I don't mind blue eyes when they're like this- white blaze, but no white around the eye area. I am NOT fond of horses with white surrounding the eyes, blue eyes or not. I'm generally not fond of pinto markings, and the vast majority of blue eyes I've seen are on pintos. So, generally speaking, I prefer brown eyed horses. 

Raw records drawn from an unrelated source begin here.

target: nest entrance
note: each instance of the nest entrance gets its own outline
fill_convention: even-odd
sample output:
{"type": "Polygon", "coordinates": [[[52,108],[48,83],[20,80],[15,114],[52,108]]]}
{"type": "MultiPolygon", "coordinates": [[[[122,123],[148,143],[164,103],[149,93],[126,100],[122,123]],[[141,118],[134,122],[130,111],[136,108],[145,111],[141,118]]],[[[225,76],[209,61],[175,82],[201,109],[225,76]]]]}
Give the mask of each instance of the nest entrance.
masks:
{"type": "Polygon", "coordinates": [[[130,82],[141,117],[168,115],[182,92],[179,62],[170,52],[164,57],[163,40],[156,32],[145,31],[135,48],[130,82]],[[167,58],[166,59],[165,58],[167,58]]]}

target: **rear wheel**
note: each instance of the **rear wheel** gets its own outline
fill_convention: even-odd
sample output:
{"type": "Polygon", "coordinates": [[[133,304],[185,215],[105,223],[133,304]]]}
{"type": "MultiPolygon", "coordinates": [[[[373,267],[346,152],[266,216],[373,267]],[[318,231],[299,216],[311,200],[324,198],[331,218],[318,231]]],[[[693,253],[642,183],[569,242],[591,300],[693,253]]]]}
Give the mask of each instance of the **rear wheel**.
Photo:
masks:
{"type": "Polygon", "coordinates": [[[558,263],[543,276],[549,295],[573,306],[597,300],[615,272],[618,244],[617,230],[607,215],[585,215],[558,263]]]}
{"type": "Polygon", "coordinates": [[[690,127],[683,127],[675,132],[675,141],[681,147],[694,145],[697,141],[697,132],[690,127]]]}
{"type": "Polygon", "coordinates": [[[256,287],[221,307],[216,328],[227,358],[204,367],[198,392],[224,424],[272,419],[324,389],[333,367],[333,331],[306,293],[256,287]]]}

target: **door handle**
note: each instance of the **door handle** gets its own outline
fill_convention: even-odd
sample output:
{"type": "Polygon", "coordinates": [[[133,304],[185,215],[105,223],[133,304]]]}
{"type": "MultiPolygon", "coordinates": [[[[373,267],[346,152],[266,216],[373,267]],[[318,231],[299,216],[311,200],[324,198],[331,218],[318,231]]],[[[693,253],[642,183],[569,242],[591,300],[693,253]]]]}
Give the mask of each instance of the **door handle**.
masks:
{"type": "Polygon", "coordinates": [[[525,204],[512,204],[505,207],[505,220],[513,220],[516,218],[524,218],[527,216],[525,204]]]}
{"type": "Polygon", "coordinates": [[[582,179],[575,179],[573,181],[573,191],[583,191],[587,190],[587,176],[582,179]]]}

I think that blue eyes in dogs are intriguing, especially when the dog's coat has a contrasting color. However, it's not something I'd ever breed for specifically nor would it be a deciding factor when choosing a dog. In my breed (and with a large number of others) blue eyes are not allowed. I did have a blue eyed (blue pointed with blue eyes) kitty that I thought was very lovely. She never had any health issues associated with her color, but I have known a number of pointed/blue eyed kitties that were extremely cross eyed. My girlie was a Russian Blue, and they're not supposed to come in that pattern. But, due to outcrosses to Siamese kitties post WWII when the breed was in decline they still pop up now and then. 

I now have a 5-6 week old foster kitty whose eyes are still blue/starting to change colors. It's surprising how many people comment about her eye color and how beautiful it is not knowing that it'll change and all kittens are born with blue eyes.


----------



## stevenson (Sep 12, 2011)

Avna.. the article does not show , you have to put in an email address.

I think the blue eyes are pretty. I have heard that the white horses with blue eyes are the deaf ones, but have not seen a white horse in a long time ( white body pink skin blue eyes ) and the one that i was around as a kid was not deaf and would come to his name. I do think they need fly mask in summer for the glare (besides for the flies) and where I live it gets hot, stays hot, and any horse with pink skin ends up with a sun burn at some point in summer, Unless they box stalled during the days.
Duck.. pretty mare !! neat looking


----------



## JCnGrace (Apr 28, 2013)

My dog has selective hearing but he's not deaf when you say walk or treat or ice cream etc... LOL


----------



## Tee Cees mum (Jan 30, 2013)

My boy has one blue eye and the other is a partial blue eye, it is very common among Paints. He has great hearing. I love his blue eyes but my granddaughter thought that he looked a bit scary to her when she was little.


----------



## Regula (Jan 23, 2012)

Meh, not my favorite (purely esthetic), neither in horses nor in dogs. So given the choice I would rather pick an animal with dark eyes.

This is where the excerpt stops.